MOTIFS DE LA DECISION
Sur le moyen tiré de l’impossibilité de voir un médecin et de l’incompatibilité de l’état de santé : Aux termes des articles L.742-8 et L.743-18 du code de l’entrée et du séjour des étrangers et du droit d’asile, la personne retenue peut, hors audience de prolongation de la mesure de rétention administrative, demander qu’il soit mis fin à cette mesure en saisissant le magistrat du siège du tribunal judiciaire. Mais si l’étranger en rétention peut demander au magistrat du siège du tribunal judiciaire qu’il soit mis fin à la rétention dès lors que des circonstances nouvelles de droit ou de fait le justifient, une circonstance nouvelle, au sens de l’article L.742-8 précité, ne peut résulter de faits antérieurs à la décision prolongeant la rétention (voir en ce sens Civ. 1ère, 24 février 2016, n° 15-14.578). Le magistrat du siège du tribunal judiciaire, ainsi saisi, peut rejeter la requête sans avoir préalablement convoqué les parties s’il apparait qu’aucune circonstance nouvelle de fait ou de droit n’est intervenue depuis le placement en rétention ou sa prolongation, ou que les éléments fournis à l’appui de sa demande ne permettent manifestement pas de justifier qu’il soit mis fin à la rétention. Au soutien de sa demande de mise en liberté, Monsieur [J] [E] soutient qu’il est atteint de la maladie de Crohn et qu’en dépit de son état de santé connu de l’administration, il n’a pas pu voir de médecin depuis son arrivée, à l’exception d’une visite d’admission. Il explique avoir déj subi deux interventions et qu’une troisième intervention pourrait aggraver son état et ajoute que son prochain rendez vous médical est prévu le 12 février 2025. Monsieur [J] [E] indique au tribunal que son éloignement pourrait porter atteinte à son état de santé dès lors qu’il serait dans l’incapacité matérielle de suivre des soins dans son pays d’origine.

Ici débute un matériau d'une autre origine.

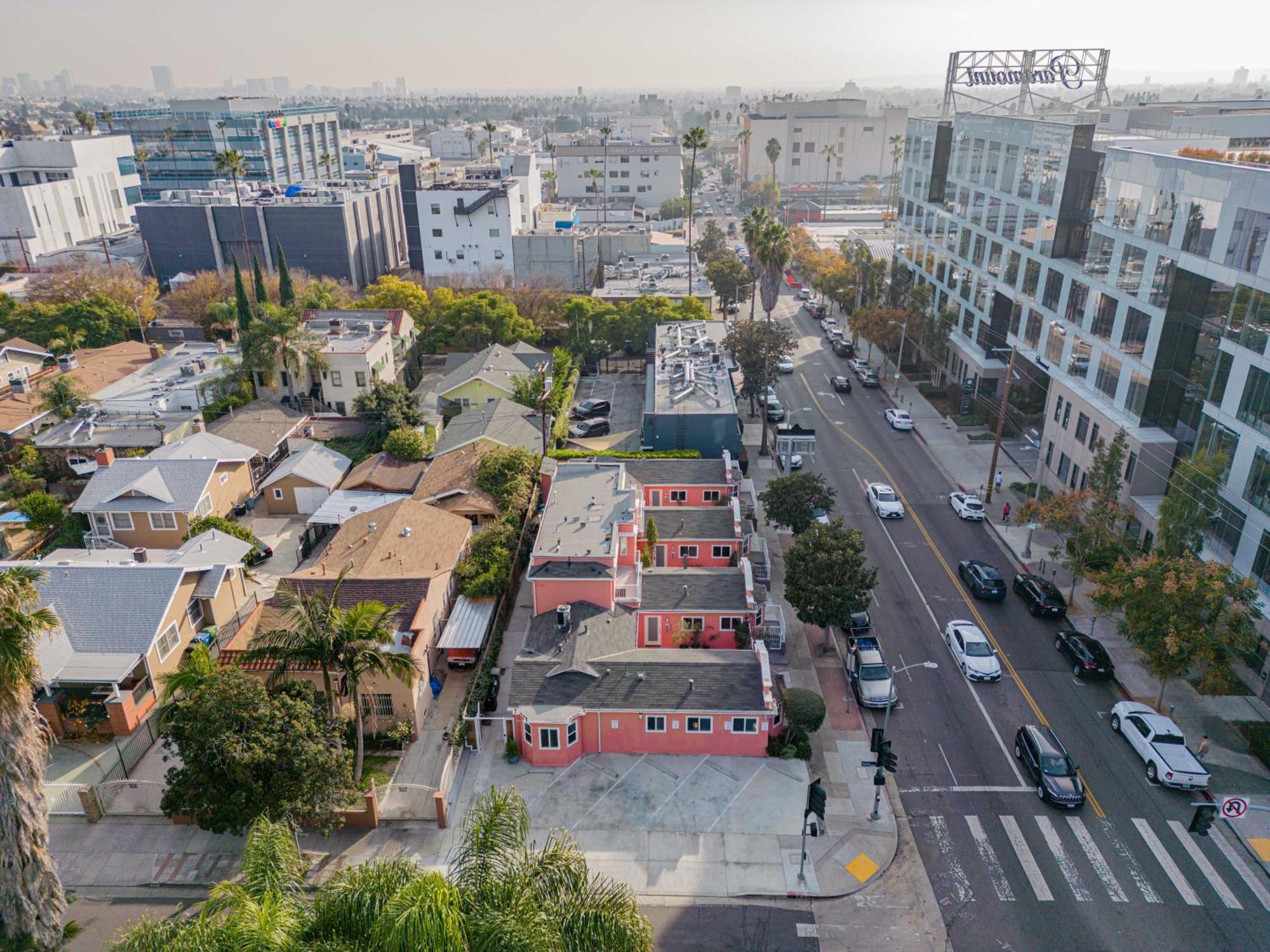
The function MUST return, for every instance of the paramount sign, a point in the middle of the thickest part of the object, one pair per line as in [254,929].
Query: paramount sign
[1065,70]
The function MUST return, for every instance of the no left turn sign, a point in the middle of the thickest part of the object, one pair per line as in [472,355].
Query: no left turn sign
[1234,808]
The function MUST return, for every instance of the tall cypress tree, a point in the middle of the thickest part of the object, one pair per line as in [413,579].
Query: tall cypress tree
[262,296]
[241,300]
[286,291]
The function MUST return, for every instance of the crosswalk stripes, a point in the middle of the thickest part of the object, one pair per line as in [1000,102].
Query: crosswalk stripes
[1074,849]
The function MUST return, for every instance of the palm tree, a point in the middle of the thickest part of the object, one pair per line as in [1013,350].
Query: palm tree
[280,341]
[32,902]
[491,129]
[365,631]
[606,131]
[232,162]
[694,139]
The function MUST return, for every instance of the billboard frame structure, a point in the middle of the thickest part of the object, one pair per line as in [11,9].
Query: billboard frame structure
[1022,72]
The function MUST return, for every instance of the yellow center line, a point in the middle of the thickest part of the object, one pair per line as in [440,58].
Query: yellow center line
[935,550]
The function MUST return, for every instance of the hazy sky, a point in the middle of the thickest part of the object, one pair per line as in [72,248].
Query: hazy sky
[610,44]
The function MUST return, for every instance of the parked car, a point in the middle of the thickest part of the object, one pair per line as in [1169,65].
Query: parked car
[590,428]
[899,420]
[1048,764]
[984,579]
[968,507]
[1041,596]
[1086,654]
[885,501]
[1161,744]
[591,408]
[972,652]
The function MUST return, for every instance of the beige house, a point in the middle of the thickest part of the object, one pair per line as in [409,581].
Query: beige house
[302,483]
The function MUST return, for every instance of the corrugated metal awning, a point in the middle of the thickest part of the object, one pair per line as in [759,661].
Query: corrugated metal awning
[469,624]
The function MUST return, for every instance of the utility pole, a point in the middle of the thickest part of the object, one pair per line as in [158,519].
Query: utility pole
[1001,426]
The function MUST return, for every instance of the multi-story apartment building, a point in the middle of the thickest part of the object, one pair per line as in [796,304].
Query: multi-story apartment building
[862,143]
[280,144]
[1132,280]
[58,192]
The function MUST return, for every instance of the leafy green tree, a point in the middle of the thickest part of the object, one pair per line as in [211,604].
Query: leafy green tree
[32,902]
[827,577]
[244,752]
[791,502]
[1191,503]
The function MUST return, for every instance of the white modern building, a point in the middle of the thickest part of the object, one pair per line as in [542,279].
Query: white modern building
[58,192]
[647,173]
[862,143]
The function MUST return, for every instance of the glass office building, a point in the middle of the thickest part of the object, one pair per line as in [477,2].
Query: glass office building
[1132,279]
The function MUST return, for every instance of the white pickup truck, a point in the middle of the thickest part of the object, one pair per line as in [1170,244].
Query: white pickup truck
[1160,743]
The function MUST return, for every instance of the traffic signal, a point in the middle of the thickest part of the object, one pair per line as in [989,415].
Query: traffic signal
[1203,819]
[817,799]
[886,758]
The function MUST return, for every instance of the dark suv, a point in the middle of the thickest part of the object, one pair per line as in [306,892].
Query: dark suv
[985,581]
[1041,596]
[1045,757]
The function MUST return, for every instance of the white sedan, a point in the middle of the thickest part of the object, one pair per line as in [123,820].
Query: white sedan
[885,501]
[967,506]
[900,420]
[972,652]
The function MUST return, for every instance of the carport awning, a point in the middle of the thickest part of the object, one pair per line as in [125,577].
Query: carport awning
[469,624]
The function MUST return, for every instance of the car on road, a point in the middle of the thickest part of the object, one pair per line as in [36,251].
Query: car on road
[1057,779]
[967,506]
[598,427]
[1161,744]
[984,579]
[1041,596]
[885,501]
[1086,654]
[972,652]
[899,420]
[591,408]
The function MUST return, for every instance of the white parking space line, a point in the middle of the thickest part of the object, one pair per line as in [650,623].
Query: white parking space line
[1235,860]
[1098,861]
[996,873]
[1166,863]
[1061,856]
[1027,860]
[1206,868]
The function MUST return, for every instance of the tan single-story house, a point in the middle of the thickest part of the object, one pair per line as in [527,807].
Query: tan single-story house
[302,483]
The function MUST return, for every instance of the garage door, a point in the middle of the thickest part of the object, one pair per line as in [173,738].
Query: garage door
[309,499]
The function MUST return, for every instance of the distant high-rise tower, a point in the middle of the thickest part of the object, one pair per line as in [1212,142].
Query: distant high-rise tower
[164,83]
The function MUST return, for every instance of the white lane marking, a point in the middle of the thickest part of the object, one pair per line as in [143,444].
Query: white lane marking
[1065,863]
[957,874]
[1166,863]
[937,624]
[1206,868]
[1097,860]
[1235,860]
[1136,874]
[1027,860]
[996,873]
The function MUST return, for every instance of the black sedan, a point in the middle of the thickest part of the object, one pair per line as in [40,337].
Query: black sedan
[985,581]
[1041,596]
[1086,654]
[1045,757]
[590,408]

A l’appui de sa demande, Monsieur [J] [E] produit deux certificats médicaux établis le 2 août 2024 et le 7 février 2025 par le CHR d’[Localité 4] faisant état de sa pathologie.
Dûment représentée, la Préfecture du Loiret, après avoir rappelé les incohérences dans les réponses de l’intéressé pendant son audition et à l’audience, soutient que Monsieur [J] [E] ne produit aucune ordonnance démontrant un traitement régulier et rappelle que ce dernier n’a pas souhaité être vu par un médecin pendant la mesure de garde à vue dont il a fait l’objet. La Préfecture souligne par ailleurs que l’intéressé a été notifié de ses droits à son arrivée au centre de rétention, incluant celui d’être vu par un médecin. S’agissant des difficultés à être traité dans son pays d’origine, la Préfecture rappelle que le tribunal judiciaire n’est pas compétent pour statuer.